Hi, I’m Laina, and I write historical fiction as L M West. I’d been researching a woman accused of witchcraft here in Suffolk in 1645, and was just wondering what to do with everything I’d found out when lockdown hit. I’d thought of writing a leaflet for our local museum, but everything was on hold. So I thought I’d have a go at writing a novel: a childhood dream!
I was 66 years old, with no idea where to start – just a story in my head. I enrolled for two short online courses with Curtis Brown Creative, and at the same time joined Jericho Writers and watched a lot of their ‘How to’ videos. All this was invaluable, but when my first book was written, I had to decide what to do.

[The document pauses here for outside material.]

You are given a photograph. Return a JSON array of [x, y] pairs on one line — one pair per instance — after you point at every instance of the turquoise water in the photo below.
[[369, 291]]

I’d assumed I’d take the traditional publishing route, but the more I read about that, the more I realised it was not for me. I didn’t want the pressure of deadlines, possible title changes, major editorial changes and someone else doing the cover art.
I watched all the Jericho Writers videos on self-publishing, which helped me to understand that it’s not for the faint-hearted. There is a huge amount to learn, particularly about things like layout, formatting, cover design and editing. Naively, I thought that writing a book was the hardest bit – how wrong I was!
Four years later, I have self-published four novels. The fifth is being edited at the moment. My books sell steadily, and I am very happy with my chosen path to publication. I sometimes wish I could hand the novels over to someone else and let them sort them out, but I get a huge sense of achievement and satisfaction from doing it myself.
Based on my experiences so far, here are my top tips for anyone else considering self-publishing.
Be realistic #1 – If you are not tech-savvy, it will make life harder.
You may need help, and you will have to pay for this.
Get your book professionally formatted.
You can employ people to do it for you, but I compared costs and decided to invest in Vellum. I’ve been very pleased with it. You put a Word file into it, and it sorts the layout for you. It was expensive, but I worked out that if I wrote two or more books, I’d have recouped the cost. I’m now quids in!
This is the big one…
Get a professional editorial report.
You need it, your book needs it, and your readers will thank you for it. I have used Jericho Writers editorial services for every book I’ve written, and they’ve been invaluable. It can be gutting – my first report suggested that I lose the first fifteen chapters of my novel as the action didn’t get started until chapter sixteen! I cried, threatened to give up, swore I was no good at writing, that it had all been a waste of time… but I came back to it a month later, chopped off the initial chapters as suggested, and started from there. And you know what? My editor was absolutely right! It was a much better book for it.